Learning Our Faith from the Fathers of the Church — 20141026

The incarnation of the Word of God (i.e., Logos, Son of God or Christ) was very consistently considered by Byzantine theologians as truly having a cosmic significance. The cosmic dimension of the Christ-event is expressed particularly well in Byzantine hymnology: Every creature made by You offers You thanks: the Angels offer You a hymn; the heavens, a star; the Magi, gifts; the shepherds, their wonder; the earth, its cave; the wilderness, the manger, and we offer You a Virgin Mother.” The connection between creation and the Incarnation is constantly emphasized in the hymns: Man fell from the divine and better life; though made in the image of God, through transgression he became wholly subject to corruption and decay. But now the wise Creator fashions him anew; for He has been glorified. Similarly, the hymnology of Great and Good Friday stresses the involvement of creation as a whole in the death of Christ: The sun beholding You upon the Cross covered itself with gloom; the earth trembled for fear.

Thus, poetic images reflect the parallelism between Genesis 1:2 and John 1. The coming of Christ is the Incarnation of the Logos thorough whom all things were made: it is a new creation, but the creator is the same.
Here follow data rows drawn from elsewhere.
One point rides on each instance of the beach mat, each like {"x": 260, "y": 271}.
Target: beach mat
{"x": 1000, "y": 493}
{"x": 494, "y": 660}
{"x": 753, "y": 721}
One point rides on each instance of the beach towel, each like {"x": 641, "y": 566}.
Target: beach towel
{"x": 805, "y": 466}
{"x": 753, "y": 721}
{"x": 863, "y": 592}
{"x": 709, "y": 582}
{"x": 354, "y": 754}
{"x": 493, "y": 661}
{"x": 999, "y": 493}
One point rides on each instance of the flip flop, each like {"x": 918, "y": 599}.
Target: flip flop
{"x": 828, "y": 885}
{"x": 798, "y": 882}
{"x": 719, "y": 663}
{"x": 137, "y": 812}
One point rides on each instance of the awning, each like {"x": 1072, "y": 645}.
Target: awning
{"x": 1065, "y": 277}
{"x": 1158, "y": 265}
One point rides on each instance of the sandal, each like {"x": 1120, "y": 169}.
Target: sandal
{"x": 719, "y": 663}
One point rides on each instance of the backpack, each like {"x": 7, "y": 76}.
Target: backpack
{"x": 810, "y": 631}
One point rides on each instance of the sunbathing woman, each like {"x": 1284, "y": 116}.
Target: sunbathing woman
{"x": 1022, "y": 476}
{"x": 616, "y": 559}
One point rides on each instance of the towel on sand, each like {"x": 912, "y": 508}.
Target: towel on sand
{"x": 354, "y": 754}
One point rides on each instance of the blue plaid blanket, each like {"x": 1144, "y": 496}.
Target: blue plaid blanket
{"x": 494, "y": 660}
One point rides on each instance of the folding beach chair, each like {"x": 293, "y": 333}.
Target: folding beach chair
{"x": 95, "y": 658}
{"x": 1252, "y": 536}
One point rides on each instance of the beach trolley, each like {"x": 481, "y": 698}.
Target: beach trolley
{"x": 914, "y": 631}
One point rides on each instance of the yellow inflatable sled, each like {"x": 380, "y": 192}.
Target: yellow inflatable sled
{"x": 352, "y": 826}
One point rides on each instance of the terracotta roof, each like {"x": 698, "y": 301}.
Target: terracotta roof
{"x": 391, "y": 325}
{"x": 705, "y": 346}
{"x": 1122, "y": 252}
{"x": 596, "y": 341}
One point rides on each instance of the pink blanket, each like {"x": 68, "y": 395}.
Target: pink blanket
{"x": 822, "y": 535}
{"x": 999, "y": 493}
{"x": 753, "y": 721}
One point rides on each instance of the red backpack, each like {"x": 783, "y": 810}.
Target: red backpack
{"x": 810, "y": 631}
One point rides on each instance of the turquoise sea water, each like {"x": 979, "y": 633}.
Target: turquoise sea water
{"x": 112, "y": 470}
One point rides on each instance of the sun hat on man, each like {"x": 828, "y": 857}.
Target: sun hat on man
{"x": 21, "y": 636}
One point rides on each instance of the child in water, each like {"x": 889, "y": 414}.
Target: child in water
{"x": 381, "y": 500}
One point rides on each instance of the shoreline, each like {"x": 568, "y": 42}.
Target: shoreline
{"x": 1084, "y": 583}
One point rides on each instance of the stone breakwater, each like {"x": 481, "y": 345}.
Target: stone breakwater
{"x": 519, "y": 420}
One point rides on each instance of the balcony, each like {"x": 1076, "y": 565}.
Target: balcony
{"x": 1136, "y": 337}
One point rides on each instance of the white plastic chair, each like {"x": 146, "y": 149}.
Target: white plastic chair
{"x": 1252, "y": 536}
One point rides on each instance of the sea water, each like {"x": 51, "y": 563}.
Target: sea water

Against the Gnostics, who professed a dualism distinguishing the God of the Old Testament from the Father of Jesus, patristic tradition affirmed their absolute identity and, therefore, the essential goodness of the original creation.

The Christ-event is a cosmic event both because Christ is the Logos – and, therefore, in God the agent of creation – and because He is man, since man is a microcosm. Man’s sin plunges creation into death and decay, but man’s restoration in Christ is a restoration of the cosmos to its original beauty. Here again, Byzantine hymnology is the best witness:

David foreseeing in spirit the sojourn with men of the Only-begotten Son in the flesh, called the creation to rejoice with him, and prophetically lifted up his voice to cry: “Tabor and Hermon shall rejoice in Your name”. For having gone up, O Christ, with Your disciples into Mount Tabor, You were transfigured, and made the nature that had grown dark in Adam to shine again as lightning.

The glorification of man, which is also the glorification of the whole of creation, should be understood eschatologically. In the person of Christ, in the sacramental reality of His Body, and in the life of the saints, the transfiguration of the entire cosmos is anticipated’ but its advent in strength is still to come. This glorification, however, is indeed already a living experience available to all Christians, especially in the Liturgy. This experience alone can give a goal and a meaning to human history.